Mopeia virus is an apparently nonpathogenic African arenavirus which can protect animals from subsequent challenge by the closely related Lassa virus. As a step toward understanding these differences in pathogenicity and the means by which Mopeia virus infection can protect against subsequent Lassa virus infection, cDNA clones corresponding to 3419 nucleotides of Mopeia virus S RNA were isolated and sequenced.
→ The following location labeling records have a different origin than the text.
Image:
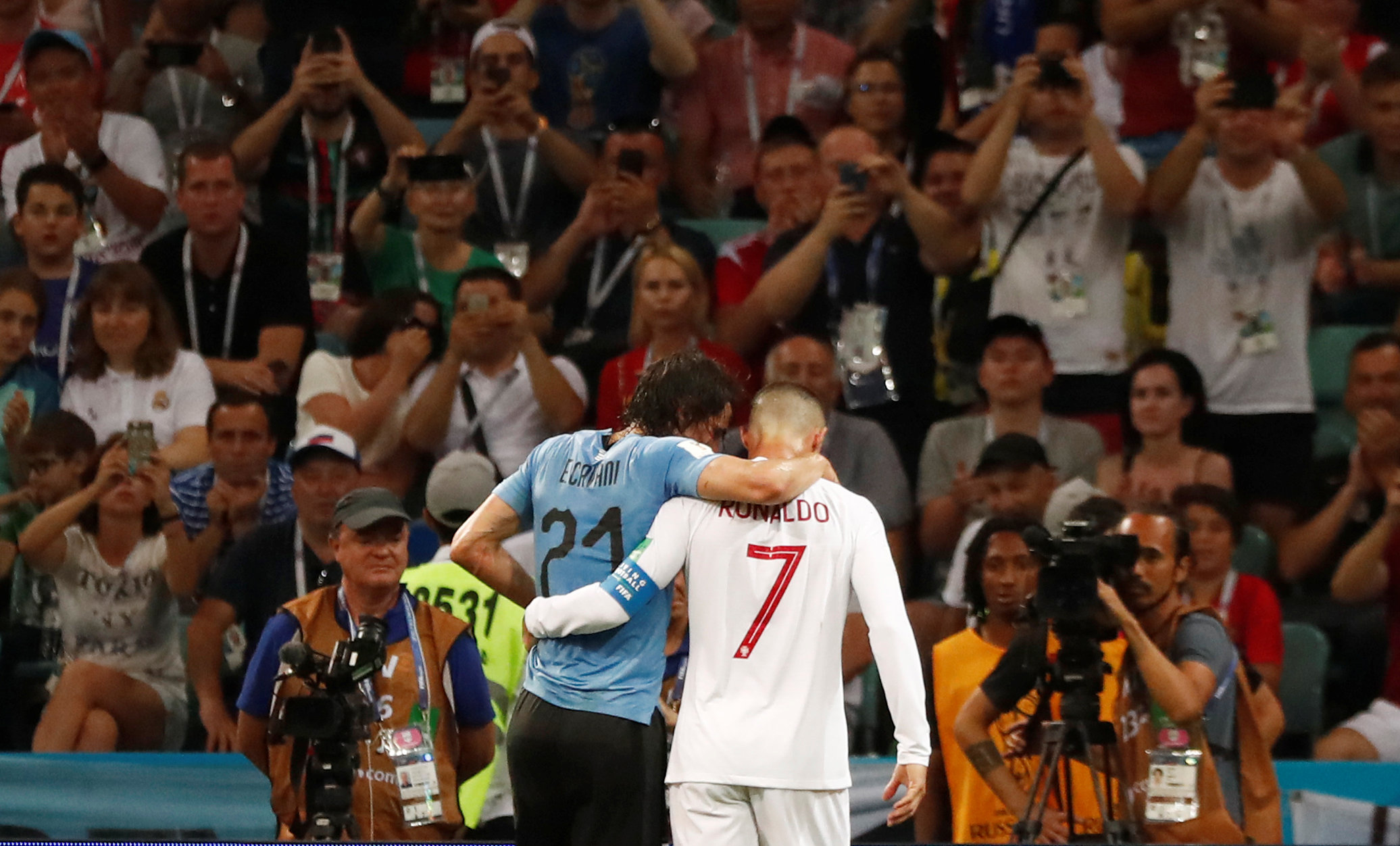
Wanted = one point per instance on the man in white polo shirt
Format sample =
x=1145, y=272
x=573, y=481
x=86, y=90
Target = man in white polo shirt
x=496, y=391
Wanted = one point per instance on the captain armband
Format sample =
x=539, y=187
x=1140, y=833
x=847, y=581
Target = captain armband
x=984, y=757
x=629, y=584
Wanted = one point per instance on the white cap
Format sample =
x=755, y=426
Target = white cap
x=324, y=437
x=459, y=484
x=499, y=26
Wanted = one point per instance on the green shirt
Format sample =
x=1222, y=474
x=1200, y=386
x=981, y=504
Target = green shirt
x=395, y=266
x=1372, y=218
x=497, y=625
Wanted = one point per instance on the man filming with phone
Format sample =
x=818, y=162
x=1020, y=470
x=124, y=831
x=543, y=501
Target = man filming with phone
x=854, y=276
x=587, y=274
x=1180, y=706
x=496, y=391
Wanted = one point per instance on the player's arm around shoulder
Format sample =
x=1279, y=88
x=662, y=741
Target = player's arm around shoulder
x=762, y=482
x=478, y=549
x=614, y=601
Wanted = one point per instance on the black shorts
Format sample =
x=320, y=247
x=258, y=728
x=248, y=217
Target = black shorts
x=1269, y=454
x=586, y=779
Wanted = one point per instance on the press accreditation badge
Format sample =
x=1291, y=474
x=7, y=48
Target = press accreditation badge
x=1172, y=786
x=1257, y=335
x=449, y=80
x=325, y=274
x=514, y=257
x=415, y=768
x=1067, y=296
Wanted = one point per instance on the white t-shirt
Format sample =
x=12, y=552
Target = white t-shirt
x=124, y=618
x=334, y=374
x=1232, y=253
x=769, y=589
x=132, y=145
x=510, y=416
x=171, y=402
x=1073, y=236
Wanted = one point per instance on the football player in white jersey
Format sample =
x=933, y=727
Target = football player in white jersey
x=761, y=743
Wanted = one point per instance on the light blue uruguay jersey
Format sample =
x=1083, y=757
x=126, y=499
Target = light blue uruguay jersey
x=593, y=505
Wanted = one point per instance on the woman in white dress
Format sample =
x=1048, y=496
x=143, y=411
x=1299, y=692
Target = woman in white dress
x=120, y=558
x=128, y=366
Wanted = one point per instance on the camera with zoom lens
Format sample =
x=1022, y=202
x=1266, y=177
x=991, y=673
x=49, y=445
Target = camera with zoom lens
x=328, y=722
x=1067, y=597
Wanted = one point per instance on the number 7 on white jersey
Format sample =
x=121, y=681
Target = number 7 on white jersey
x=791, y=556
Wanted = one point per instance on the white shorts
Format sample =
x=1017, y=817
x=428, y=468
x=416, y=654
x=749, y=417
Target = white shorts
x=1381, y=726
x=734, y=816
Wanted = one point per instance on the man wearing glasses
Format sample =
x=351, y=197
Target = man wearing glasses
x=496, y=391
x=531, y=171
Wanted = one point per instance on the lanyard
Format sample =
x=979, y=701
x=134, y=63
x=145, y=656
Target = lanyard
x=1227, y=594
x=598, y=287
x=234, y=282
x=17, y=66
x=172, y=80
x=422, y=264
x=751, y=87
x=493, y=160
x=66, y=322
x=314, y=188
x=420, y=670
x=874, y=262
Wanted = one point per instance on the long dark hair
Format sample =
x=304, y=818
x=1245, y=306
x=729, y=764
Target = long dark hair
x=974, y=594
x=130, y=282
x=1192, y=386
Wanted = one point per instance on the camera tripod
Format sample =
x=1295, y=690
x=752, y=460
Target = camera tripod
x=1061, y=741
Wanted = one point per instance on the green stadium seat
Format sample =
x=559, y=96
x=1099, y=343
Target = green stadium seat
x=1329, y=352
x=1255, y=553
x=1305, y=670
x=723, y=228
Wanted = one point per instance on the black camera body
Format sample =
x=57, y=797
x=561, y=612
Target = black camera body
x=328, y=723
x=1067, y=597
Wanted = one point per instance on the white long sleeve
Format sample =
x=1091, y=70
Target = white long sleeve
x=892, y=642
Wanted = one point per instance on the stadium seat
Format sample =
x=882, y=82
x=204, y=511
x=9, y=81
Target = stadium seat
x=722, y=228
x=1255, y=553
x=1305, y=670
x=1329, y=351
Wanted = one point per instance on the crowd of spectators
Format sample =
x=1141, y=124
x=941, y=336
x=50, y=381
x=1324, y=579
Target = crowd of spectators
x=1034, y=258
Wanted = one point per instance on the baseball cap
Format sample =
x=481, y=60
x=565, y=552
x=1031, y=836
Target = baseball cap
x=1011, y=451
x=367, y=506
x=1253, y=90
x=458, y=485
x=324, y=439
x=499, y=26
x=1014, y=325
x=55, y=39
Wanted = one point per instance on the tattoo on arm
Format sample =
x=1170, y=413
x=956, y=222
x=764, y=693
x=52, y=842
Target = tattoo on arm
x=984, y=757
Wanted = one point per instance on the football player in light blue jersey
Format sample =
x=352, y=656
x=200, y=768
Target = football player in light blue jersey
x=587, y=745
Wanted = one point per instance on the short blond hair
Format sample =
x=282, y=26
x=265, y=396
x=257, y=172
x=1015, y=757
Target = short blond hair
x=663, y=248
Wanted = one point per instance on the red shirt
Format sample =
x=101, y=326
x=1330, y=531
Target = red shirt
x=1391, y=689
x=620, y=374
x=1253, y=618
x=1329, y=121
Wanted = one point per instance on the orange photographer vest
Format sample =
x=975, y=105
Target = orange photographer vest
x=1259, y=785
x=376, y=789
x=961, y=664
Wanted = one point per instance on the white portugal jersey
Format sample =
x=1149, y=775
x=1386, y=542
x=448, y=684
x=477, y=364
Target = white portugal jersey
x=769, y=590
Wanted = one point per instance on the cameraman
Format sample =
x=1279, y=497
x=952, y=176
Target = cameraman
x=1179, y=673
x=370, y=541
Two open reading frames, encoding the glycoprotein precursor (GPC) and nucleocapsid (N) proteins, were located in the ambisense arrangement characteristic of the arenaviruses. Comparison of the amino acid sequences of the translation products with those of two Lassa virus strains showed considerable conservation, with 74 and 80% identity for the two glycoproteins G1 and G2, and 74% identity for the N protein. The putative dibasic site of GPC cleavage (R-R) was conserved, as were the potential N-linked glycosylation sites. A striking difference between Mopeia virus and Lassa virus was identified in the noncoding intergenic region. Instead of the single hairpin structure formed by base-pairing of complementary sequences which is usually found, the Mopeia virus S RNA has the potential to form two hairpins. These hairpins were similar in sequence and may have been formed in a duplication event during RNA replication. The possible contribution of this secondary structure feature to differences in pathogenicity between Mopeia and Lassa viruses is discussed.